Authorised Economic Operator (AEO) Guidance Updated

On March 11, 2016 the European Commission published an update to the AEO Guidelines.  The AEO concept is one of the key security elements created within the Community Customs Code (Regulation (EC) 648/2005).  The guidelines were recently updated to account for the experience gained, ensure harmonized implementation of the AEO rules, and align the guidance with the Union Customs Code (Regulation (EU) 952/2013).  The Union Customs Code was adopted on October 9, 2013, entered into force on October 30, 2013, and will apply on May 1, 2016.    

AEO status can be granted by any Member State to an economic operator meeting certain criteria in the following areas: customs compliance, record-keeping, financial solvency and, where relevant, appropriate security and safety standards.

Key Links:

Key Term(s):

Authorized Economic Operator - is defined by the WCO SAFE Framework of Standards as a party involved in the international movement of goods, in whatever function, that has been approved by, or on behalf of, a national Customs administration as complying with WCO or equivalent supply chain security standards. AEOs include inter alia manufacturers, importers, exporters, brokers, carriers, consolidators, intermediaries, ports, airports, terminal operators, integrated operators, warehouses and distributors.

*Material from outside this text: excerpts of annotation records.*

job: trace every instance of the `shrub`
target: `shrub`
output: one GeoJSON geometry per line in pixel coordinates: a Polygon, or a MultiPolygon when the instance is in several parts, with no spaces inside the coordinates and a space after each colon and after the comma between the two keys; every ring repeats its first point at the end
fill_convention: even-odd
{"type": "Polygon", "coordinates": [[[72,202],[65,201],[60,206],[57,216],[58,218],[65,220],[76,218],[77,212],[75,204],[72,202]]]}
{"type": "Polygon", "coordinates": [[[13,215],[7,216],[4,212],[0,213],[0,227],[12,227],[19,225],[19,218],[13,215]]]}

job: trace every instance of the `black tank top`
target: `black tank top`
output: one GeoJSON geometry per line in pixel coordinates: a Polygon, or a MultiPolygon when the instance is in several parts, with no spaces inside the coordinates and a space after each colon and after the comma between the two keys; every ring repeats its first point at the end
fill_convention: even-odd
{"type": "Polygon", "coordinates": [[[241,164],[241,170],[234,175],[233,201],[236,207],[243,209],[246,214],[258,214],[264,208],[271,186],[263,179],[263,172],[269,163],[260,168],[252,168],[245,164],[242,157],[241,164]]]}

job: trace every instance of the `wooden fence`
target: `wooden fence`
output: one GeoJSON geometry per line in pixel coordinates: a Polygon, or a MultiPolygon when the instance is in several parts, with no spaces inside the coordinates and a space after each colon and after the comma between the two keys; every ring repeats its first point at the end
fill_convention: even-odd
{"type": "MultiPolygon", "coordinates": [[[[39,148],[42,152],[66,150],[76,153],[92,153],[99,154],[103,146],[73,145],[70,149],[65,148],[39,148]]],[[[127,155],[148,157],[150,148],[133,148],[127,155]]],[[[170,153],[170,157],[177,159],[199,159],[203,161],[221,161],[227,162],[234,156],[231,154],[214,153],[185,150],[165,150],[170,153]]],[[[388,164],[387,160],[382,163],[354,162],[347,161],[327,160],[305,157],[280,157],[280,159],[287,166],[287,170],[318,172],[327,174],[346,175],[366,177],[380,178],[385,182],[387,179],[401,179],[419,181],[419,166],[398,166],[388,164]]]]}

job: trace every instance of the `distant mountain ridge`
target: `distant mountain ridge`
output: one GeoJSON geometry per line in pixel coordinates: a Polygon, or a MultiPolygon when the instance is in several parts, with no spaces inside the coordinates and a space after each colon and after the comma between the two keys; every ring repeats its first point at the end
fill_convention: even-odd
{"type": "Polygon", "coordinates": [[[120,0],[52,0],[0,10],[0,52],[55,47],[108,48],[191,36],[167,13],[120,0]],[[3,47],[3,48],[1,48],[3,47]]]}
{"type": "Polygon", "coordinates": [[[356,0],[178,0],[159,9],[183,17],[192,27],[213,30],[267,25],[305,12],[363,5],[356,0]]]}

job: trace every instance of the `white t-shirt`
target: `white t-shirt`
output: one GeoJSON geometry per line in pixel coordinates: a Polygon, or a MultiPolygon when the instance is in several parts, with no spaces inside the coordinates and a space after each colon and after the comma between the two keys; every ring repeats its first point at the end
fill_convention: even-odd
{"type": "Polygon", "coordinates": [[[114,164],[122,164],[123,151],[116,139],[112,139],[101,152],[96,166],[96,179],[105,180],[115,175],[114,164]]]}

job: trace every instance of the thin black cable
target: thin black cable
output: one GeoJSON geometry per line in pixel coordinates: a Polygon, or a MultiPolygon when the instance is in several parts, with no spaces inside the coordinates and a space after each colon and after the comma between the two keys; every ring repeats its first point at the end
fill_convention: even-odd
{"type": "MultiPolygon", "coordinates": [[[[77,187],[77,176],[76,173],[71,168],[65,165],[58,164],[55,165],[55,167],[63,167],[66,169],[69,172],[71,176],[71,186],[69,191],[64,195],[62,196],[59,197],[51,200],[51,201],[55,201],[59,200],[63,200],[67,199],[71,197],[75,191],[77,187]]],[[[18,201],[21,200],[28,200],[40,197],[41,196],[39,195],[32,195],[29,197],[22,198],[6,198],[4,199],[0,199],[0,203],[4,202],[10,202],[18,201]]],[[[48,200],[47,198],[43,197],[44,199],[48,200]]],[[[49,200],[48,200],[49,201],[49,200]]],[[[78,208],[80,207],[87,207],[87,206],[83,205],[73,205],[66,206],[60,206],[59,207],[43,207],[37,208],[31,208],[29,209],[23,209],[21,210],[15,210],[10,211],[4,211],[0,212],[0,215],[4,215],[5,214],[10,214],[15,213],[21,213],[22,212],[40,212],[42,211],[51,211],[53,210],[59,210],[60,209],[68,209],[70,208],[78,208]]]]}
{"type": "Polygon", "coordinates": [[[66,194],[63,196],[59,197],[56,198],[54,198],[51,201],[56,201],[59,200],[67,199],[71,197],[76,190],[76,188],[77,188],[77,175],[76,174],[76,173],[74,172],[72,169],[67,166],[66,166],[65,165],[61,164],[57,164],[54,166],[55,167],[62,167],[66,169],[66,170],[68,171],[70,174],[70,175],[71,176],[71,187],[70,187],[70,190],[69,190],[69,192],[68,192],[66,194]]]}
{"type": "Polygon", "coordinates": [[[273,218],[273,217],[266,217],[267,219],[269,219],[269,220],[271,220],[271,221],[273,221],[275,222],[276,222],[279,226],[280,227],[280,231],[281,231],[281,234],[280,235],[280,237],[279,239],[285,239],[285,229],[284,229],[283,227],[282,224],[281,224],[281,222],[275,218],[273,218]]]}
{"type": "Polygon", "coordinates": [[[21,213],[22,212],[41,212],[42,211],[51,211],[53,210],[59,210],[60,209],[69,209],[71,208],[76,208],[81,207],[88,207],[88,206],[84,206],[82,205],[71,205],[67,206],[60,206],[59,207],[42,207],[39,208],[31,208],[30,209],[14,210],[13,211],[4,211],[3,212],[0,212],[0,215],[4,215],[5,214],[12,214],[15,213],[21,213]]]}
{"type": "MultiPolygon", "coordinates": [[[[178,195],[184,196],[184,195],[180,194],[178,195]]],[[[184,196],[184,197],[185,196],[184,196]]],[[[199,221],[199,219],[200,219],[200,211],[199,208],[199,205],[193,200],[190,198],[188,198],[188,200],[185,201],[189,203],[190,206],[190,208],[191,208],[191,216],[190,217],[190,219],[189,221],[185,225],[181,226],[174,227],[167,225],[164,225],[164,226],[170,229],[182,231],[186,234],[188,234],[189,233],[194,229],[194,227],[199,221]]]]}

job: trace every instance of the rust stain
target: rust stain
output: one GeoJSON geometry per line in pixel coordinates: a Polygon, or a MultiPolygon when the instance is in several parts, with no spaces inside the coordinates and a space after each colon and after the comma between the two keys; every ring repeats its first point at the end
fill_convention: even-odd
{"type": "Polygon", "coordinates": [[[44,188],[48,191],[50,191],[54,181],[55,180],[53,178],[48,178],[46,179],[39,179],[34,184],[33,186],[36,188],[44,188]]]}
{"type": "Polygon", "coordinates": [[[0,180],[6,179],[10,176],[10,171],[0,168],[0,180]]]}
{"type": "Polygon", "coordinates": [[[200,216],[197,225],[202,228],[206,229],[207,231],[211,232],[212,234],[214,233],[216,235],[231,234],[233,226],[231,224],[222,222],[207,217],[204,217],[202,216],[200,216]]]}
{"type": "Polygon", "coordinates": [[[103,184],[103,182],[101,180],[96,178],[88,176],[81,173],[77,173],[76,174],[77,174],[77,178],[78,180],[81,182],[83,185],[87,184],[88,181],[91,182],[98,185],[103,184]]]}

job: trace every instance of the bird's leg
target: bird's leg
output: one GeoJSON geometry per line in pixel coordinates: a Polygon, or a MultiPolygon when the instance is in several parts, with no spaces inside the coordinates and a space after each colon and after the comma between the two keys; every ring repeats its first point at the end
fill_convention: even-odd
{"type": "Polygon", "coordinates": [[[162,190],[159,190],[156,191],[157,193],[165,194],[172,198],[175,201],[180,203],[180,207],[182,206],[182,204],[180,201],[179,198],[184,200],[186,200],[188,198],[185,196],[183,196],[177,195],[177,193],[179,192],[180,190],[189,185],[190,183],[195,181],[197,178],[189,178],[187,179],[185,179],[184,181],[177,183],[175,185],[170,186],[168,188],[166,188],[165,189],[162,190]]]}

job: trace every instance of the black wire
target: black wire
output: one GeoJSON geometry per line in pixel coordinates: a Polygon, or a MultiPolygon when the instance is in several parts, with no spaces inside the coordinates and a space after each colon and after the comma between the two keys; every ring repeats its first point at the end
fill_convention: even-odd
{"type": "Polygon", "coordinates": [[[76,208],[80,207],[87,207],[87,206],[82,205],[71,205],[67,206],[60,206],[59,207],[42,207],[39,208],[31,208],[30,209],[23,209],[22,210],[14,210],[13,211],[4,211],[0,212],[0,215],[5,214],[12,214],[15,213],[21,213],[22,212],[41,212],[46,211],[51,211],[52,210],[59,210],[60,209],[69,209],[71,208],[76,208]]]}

EU Updates Restrictive Measures Concerning Iran, North Korea & Central African Republic

Council Implementing Regulation (EU) 2016/603 of 18 April 2016 implementing Regulation (EU) No 267/2012 concerning restrictive measures against Iran

Council Decision (CFSP) 2016/609 of 18 April 2016 amending Decision 2010/413/CFSP concerning restrictive measures against Iran

Council Regulation (EU) 2016/555 of 11 April 2016 amending Regulation (EU) No 224/2014 concerning restrictive measures in view of the situation in the Central African Republic

Council Implementing Regulation (EU) 2016/556 of 11 April 2016 implementing Regulation (EU) No 359/2011 concerning restrictive measures directed against certain persons, entities and bodies in view of the situation in Iran

Commission Implementing Regulation (EU) 2016/569 of 12 April 2016 amending Council Regulation (EC) No 329/2007 concerning restrictive measures against the Democratic People's Republic of Korea

Council Decision (CFSP) 2016/564 of 11 April 2016 amending Decision 2013/798/CFSP concerning restrictive measures against the Central African Republic

Council Decision (CFSP) 2016/565 of 11 April 2016 amending Decision 2011/235/CFSP concerning restrictive measures directed against certain persons and entities in view of the situation in Iran

Council Implementing Decision (CFSP) 2016/573 of 12 April 2016 implementing Decision 2013/183/CFSP concerning restrictive measures against the Democratic People's Republic of Korea
 

Treasury Publishes List of Countries Requiring Cooperation with a Boycott

On April 8, 2016, the Department of Treasury published (81 FR 20720) the current list of countries requiring cooperation with an international boycott.  Treasury identified the following countries as requiring or that may require participation in, or cooperation with, an international boycott (within the meaning of section 999(b)(3) of the Internal Revenue Code
of 1986
):

  • Iraq
  • Kuwait
  • Lebanon
  • Libya
  • Qatar
  • Saudi Arabia
  • Syria
  • United Arab Emirates
  • Yemen


 

ECHA Publishes Harmonised Classification and Labelling Excel Table

The European Chemicals Agency (ECHA) announced that they have prepared an excel file that contains updates to the harmonized classification and labelling of hazardous substances. 

The European Commission publishes updates to the harmonised classification and labelling of hazardous substances on an annual basis.